We entered the second workshop determined to draw out measurable impacts from the group. This was a true test of my facilitation skills, not helped by it being the second day of summer and 36°C (97°F)! While I don't think we ever got to measurable impacts we did draw out some recurring themes about "trust and belief" that would become the foundation of our delivery approach.

It was a long afternoon. The session ran over by an hour and the building's air conditioning had automatically turned off. By the time we had captured impacts for the four actors and prioritised them, everyone was very hot and very tired. I remember feeling rather deflated at the end of the session. We hadn't gotten to what and our stakeholders were grumpy. From the debate, it became apparent that this stakeholder group had not had many opportunities in the past to discuss their competing priorities.  Looking back now, I can see that this was probably the most valuable session we had. We had entered what Jean Tabaka had taught us was the "groan zone" (from Sam Kaner's book the Facilitator's Guide to Participatory Decision-Making).

participatory decision making board

By 7pm, while the group had managed to agree on the top impacts there was no way we were going to make any progress on the what that evening. At least they were open to another session, although this time they requested we meet at their location and come prepared with our view of how the existing shopping list of deliverables map (or don't map) to the priority impacts.
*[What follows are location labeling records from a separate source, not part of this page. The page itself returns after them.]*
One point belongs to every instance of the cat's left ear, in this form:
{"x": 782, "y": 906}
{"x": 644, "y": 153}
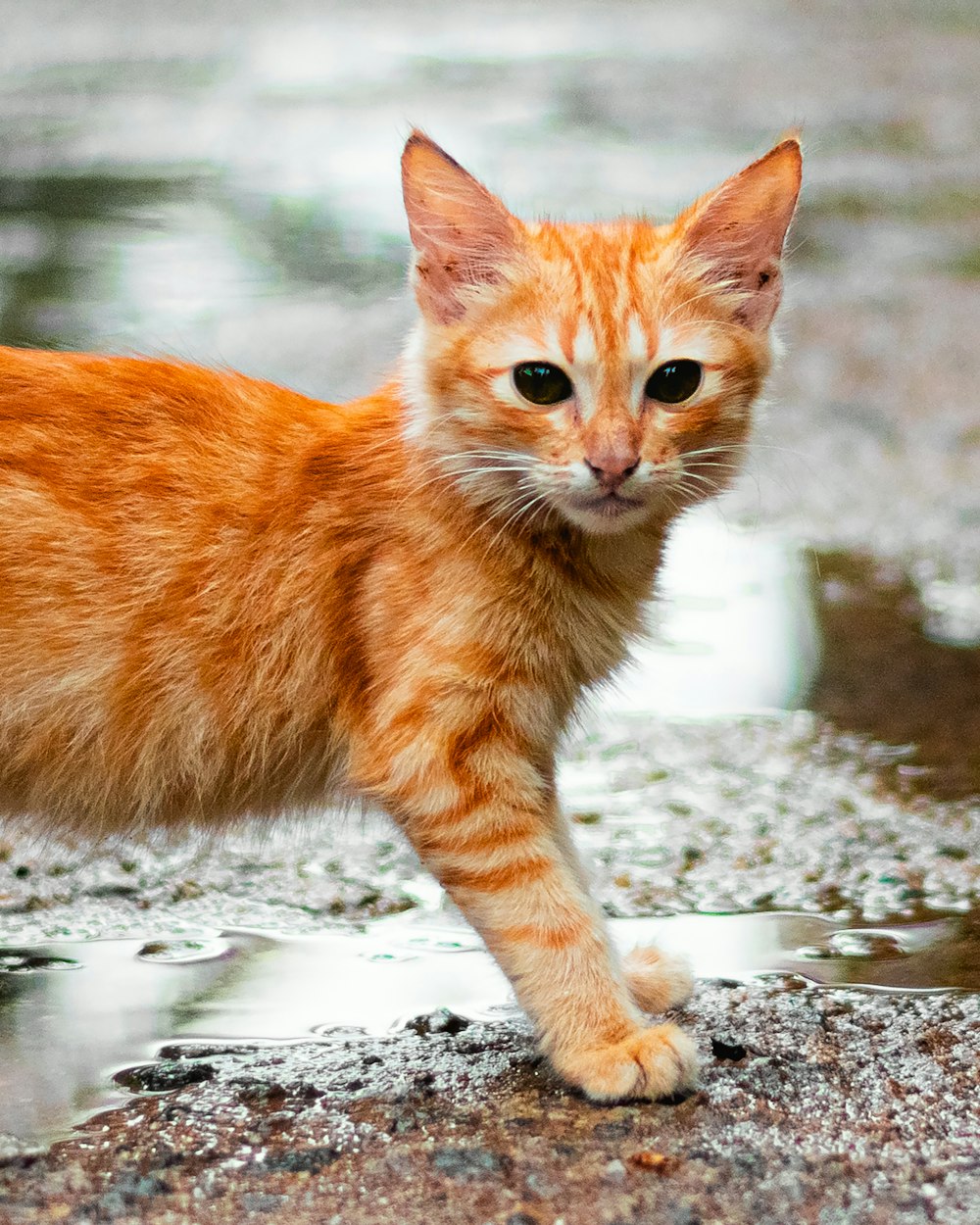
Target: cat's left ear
{"x": 740, "y": 229}
{"x": 464, "y": 235}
In preparation for the next workshop we put the impact map in MindMup and produced a storyboard for a powerpoint deck! That last workshop had clearly shaken our confidence. We were afraid that we might have lost buy in to the process and for just a moment we thought communicating through slides would be more comfortable for them and help us reconnect. As the plan shaped up and we constructed the impact map from index cards on a large meeting room wall, our confidence began to return and the powerpoint deck was abandoned.

impact map

As requested the next workshop was held at head office, so we packed up our index cards and reconstructed the impact map there. It turned out that meeting at a more convenient location for our stakeholders came with the added bonus of less late and less grumpy stakeholders! 🙂

We positioned the purpose of this session being to confirm the scope, ratify the priorities and agree to pivot. The stakeholders were clearly impressed with the impact map visualisation, with one stakeholder commenting "You have captured our problem exactly!" This session ran fairly smoothly. A couple of scope items were added and a few more were clarified and we reached consensus on scope. When we opened the discussion on priorities there were two clear camps. Minus the heat and the later hour, the conversation was constructive although inconclusive. Feeling that a decision was in reach we agreed to facilitate a prioritisation session, this time over laying some indicative timelines to help them understand the trade offs.

impact mapping

For the final session we had narrowed the options down to three alternatives with clear links to the Actors and Impacts they support. This time the discussion focused on clarification of the options with  consensus being reached on option 2 - which much to our delight was the same option that the impact map pointed to! Four circa 90 minute workshops over two months and we had done it! The impact map had captured the essence of the business problem and provided the catalyst for a much needed pivot by the program.

Through the impact mapping workshops, I truly believe we transformed our relationship with this business group. The focus has shifted from delivering against a predefined roadmap, to a prototype driven discovery process able to flex and pivot as we learn more about the problem space. Our business lead has even driven a renewed focus on getting the right business people to take ownership of the newly defined features! As for me, Impact Mapping is now an essential part of my agile toolkit and a concept I have already commenced using with new stakeholders.